Accession Number : ADA623029


Title :   Robust Speech Processing & Recognition: Speaker ID, Language ID, Speech Recognition/Keyword Spotting, Diarization/Co-Channel/Environmental Characterization, Speaker State Assessment


Descriptive Note : Final technical rept. Apr 2011-Apr 2015


Corporate Author : TEXAS UNIV AT DALLAS RICHARDSON


Personal Author(s) : Hansen, John H


Full Text : http://www.dtic.mil/get-tr-doc/pdf?AD=ADA623029


Report Date : Oct 2015


Pagination or Media Count : 134


Abstract : This study has focused on five complementary research tasks in the domain of audio, speech, language, and speaker recognition and processing.
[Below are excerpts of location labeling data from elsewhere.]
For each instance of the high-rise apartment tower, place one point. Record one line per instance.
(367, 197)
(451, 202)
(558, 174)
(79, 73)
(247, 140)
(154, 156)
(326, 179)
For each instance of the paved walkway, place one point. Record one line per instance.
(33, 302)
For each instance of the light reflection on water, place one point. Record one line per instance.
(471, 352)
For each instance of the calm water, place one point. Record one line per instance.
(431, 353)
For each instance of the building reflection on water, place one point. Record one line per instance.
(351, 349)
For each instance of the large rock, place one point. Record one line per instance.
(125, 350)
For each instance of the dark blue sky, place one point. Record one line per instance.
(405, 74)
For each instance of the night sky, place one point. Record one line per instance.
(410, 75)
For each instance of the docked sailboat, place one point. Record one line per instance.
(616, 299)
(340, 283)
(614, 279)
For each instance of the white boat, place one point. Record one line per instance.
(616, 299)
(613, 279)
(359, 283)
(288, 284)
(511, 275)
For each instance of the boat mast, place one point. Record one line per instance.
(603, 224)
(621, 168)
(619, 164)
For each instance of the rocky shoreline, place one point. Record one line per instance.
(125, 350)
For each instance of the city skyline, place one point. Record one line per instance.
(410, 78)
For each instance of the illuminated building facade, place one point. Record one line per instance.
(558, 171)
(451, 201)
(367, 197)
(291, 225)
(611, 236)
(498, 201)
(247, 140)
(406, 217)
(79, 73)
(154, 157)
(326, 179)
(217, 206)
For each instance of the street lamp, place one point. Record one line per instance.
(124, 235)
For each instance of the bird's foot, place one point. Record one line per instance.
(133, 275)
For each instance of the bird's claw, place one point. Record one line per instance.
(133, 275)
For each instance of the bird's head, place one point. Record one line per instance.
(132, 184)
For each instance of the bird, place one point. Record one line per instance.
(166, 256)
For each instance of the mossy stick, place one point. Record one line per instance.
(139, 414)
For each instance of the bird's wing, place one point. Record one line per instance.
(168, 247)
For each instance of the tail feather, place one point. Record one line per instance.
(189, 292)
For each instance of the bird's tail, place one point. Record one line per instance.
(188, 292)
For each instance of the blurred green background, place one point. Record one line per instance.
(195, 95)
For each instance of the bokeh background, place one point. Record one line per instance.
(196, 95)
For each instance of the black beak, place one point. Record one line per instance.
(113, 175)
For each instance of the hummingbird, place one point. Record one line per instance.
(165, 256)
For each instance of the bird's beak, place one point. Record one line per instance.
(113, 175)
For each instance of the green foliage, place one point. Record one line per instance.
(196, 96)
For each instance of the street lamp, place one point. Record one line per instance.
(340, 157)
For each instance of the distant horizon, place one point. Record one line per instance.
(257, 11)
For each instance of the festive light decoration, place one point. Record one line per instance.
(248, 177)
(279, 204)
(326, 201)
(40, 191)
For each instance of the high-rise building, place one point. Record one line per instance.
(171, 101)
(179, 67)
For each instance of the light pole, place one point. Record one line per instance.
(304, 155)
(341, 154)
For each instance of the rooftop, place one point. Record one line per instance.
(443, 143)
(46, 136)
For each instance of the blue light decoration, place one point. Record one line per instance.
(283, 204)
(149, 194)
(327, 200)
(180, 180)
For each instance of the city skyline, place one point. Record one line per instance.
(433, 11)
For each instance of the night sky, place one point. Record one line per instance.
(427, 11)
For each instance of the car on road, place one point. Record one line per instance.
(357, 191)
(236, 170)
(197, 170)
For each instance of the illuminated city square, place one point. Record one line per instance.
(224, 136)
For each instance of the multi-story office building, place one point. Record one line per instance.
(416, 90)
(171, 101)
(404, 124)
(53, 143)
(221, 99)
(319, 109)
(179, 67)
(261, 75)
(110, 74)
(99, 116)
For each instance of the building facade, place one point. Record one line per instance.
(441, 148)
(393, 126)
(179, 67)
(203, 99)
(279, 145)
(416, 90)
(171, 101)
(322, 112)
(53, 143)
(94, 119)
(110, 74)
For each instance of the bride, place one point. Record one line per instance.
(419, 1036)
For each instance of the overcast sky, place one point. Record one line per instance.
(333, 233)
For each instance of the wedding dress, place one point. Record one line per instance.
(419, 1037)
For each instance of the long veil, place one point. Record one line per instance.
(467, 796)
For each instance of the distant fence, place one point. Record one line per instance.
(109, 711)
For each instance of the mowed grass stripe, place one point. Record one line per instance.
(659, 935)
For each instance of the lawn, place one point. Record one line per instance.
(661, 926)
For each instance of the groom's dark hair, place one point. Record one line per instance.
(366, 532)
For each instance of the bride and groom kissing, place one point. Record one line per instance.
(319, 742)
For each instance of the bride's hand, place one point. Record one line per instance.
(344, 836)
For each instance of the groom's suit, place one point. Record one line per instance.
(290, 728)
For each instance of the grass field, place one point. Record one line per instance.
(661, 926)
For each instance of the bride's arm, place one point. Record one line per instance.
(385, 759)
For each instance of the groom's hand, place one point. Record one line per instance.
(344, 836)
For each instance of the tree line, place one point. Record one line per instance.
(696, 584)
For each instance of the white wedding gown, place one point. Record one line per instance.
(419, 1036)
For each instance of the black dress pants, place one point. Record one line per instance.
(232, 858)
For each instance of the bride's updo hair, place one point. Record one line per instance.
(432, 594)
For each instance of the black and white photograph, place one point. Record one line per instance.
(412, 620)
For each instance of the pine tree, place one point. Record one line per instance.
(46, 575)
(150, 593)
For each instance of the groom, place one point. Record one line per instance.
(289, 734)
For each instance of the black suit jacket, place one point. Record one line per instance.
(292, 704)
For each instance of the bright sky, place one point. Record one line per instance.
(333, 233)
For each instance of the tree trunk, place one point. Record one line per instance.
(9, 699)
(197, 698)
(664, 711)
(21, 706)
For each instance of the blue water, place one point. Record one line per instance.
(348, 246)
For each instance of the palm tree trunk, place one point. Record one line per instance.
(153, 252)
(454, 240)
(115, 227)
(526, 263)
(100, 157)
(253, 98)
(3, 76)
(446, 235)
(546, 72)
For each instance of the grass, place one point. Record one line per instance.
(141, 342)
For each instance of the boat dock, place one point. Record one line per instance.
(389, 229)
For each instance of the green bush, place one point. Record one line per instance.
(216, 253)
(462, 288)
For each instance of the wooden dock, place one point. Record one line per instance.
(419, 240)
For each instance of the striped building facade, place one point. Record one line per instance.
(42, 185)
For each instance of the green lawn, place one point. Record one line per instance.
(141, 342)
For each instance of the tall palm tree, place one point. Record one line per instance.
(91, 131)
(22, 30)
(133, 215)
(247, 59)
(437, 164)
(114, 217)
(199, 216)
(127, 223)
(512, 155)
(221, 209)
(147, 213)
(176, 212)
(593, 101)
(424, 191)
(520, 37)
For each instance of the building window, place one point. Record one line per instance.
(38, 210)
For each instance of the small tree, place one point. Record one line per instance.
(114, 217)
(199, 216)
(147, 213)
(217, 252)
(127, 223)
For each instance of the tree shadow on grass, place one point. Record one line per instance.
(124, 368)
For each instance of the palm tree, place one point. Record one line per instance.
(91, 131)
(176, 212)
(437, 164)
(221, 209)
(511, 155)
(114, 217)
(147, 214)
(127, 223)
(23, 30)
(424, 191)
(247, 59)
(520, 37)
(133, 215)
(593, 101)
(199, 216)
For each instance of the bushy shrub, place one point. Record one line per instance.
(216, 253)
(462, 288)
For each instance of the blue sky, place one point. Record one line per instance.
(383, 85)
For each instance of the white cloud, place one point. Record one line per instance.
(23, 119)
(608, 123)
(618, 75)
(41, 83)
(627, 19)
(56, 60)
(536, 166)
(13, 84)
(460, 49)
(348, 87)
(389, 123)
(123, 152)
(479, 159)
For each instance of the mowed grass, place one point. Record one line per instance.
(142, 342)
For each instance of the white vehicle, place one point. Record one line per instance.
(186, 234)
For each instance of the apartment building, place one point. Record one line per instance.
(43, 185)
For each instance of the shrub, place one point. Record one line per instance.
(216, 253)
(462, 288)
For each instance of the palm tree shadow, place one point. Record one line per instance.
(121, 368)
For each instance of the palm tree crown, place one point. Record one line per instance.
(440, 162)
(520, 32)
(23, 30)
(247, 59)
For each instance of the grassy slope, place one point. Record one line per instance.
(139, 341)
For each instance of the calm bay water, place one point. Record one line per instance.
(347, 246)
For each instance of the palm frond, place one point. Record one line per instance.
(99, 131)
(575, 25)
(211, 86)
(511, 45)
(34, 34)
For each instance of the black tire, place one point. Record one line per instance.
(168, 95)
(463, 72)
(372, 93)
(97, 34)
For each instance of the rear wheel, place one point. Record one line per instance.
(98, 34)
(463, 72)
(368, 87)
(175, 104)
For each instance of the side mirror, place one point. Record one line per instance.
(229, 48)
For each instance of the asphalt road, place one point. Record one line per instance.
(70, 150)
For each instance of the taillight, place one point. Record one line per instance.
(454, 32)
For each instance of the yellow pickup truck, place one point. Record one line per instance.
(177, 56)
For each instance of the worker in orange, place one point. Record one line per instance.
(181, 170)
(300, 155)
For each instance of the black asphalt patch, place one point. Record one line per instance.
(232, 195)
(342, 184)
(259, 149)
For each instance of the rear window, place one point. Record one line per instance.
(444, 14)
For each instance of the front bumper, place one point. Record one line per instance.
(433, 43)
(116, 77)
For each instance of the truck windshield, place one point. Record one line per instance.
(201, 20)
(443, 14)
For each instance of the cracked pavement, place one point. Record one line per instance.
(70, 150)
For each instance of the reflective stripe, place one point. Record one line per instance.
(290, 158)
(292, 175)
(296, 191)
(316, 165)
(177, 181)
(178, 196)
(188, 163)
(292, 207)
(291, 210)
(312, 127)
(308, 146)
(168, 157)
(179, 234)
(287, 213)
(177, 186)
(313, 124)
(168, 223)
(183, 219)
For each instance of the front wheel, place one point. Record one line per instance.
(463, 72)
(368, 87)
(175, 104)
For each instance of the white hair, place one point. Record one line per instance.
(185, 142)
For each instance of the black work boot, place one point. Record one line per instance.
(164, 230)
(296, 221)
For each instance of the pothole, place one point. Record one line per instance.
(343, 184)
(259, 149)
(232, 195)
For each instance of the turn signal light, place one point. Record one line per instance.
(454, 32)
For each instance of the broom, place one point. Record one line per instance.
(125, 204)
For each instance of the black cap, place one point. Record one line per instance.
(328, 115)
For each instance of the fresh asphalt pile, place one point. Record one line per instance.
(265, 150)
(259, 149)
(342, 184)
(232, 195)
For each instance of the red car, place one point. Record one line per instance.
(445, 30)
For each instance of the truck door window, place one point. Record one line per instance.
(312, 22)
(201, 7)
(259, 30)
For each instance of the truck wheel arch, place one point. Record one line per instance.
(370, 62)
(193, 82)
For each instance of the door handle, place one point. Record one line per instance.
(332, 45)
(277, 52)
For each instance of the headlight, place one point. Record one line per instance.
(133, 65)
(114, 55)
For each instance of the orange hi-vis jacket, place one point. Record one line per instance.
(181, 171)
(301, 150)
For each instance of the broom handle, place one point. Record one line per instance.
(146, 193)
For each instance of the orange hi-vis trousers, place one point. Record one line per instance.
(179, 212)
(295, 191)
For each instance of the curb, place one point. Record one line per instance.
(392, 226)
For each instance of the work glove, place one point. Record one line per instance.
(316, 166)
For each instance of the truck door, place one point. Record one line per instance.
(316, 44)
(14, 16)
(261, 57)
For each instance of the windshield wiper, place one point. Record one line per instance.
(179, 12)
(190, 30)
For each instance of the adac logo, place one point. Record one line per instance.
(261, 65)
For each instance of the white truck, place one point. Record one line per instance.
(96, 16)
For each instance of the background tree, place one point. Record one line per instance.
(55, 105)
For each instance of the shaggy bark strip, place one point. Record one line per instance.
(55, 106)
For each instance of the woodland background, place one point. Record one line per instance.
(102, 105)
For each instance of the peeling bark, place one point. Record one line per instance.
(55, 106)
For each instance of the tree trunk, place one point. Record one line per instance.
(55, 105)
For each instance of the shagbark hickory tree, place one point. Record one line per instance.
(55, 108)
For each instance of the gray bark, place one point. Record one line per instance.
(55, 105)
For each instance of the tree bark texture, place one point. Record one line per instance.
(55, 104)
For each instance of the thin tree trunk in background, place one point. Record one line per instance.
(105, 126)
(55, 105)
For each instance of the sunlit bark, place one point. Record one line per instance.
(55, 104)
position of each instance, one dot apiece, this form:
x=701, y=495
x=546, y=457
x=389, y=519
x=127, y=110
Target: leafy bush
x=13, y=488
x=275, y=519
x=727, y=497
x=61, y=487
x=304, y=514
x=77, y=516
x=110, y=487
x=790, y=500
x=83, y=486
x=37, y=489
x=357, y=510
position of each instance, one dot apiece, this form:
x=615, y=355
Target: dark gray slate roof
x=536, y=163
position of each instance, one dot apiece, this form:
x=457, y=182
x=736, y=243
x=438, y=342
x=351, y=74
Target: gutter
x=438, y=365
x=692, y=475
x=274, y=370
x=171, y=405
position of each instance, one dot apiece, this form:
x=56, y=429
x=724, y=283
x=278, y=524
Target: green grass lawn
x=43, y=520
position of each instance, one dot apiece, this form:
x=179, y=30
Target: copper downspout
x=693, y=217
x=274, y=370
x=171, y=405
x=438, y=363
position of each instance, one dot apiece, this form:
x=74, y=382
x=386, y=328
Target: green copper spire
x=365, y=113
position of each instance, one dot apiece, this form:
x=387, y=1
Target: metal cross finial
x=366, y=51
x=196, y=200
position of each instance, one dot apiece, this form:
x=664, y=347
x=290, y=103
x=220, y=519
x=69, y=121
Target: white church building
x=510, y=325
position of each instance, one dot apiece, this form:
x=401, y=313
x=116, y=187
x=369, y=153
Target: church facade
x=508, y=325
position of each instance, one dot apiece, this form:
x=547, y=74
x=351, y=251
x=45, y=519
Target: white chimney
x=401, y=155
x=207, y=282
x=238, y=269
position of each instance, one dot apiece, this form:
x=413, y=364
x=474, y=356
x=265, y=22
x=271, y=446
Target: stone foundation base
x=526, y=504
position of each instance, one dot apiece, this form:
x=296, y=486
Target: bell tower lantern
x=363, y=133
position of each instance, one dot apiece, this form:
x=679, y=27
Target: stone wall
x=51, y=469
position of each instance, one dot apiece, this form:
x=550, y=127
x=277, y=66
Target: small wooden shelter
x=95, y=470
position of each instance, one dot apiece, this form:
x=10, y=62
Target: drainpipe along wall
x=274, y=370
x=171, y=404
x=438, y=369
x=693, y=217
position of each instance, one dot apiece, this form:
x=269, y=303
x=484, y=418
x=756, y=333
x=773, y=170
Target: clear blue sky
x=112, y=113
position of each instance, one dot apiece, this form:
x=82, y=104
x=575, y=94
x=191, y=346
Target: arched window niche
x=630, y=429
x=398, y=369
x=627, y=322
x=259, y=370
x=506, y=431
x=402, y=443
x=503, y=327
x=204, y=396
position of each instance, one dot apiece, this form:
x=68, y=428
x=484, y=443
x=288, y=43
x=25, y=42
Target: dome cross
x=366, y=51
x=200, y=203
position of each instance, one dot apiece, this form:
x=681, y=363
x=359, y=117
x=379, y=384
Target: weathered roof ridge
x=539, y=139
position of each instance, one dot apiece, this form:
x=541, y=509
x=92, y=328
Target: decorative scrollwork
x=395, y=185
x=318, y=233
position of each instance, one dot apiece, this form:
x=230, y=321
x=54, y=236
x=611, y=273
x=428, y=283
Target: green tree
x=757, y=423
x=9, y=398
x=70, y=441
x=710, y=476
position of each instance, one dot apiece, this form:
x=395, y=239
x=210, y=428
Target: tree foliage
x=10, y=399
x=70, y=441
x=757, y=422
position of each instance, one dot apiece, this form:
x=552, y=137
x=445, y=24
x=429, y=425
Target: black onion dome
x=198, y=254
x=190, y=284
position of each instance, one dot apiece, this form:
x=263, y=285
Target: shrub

In the area of speaker recognition/identification (SID), advancements have been realized to address acoustic mismatch due to speaker overlap, language mismatch, channel/microphone/additive noise, speaker style (spoken vs. singing), speaker state (physical task stress), distant speech, and environment based (room reverberation). In language ID (LID), advancements have been shown for improved out-of-set language rejection, as well as integrated spectral and prosody based LID solutions. For co-channel and diarization, new algorithms based on gammatone subband frequency modulation was achieved. In diarization, robust speech activity detection based on a combination (Combo-SAD) feature stream was developed. New keyword spotting technology using phonological features as well as audio stream assessment for peak clipping and speaker height estimation were also developed. All algorithms were evaluated on various speech corpora from AFRL, CRSS-UTDallas, and publicly available.


Descriptors :   *SPEECH RECOGNITION , ALGORITHMS , EXTRACTION , IDENTIFICATION , LANGUAGE , LEARNING MACHINES , MICROPHONES , NOISE(SOUND) , SPEECH ANALYSIS , STRESS(PHYSIOLOGY)


Subject Categories : Voice Communications


Distribution Statement : APPROVED FOR PUBLIC RELEASE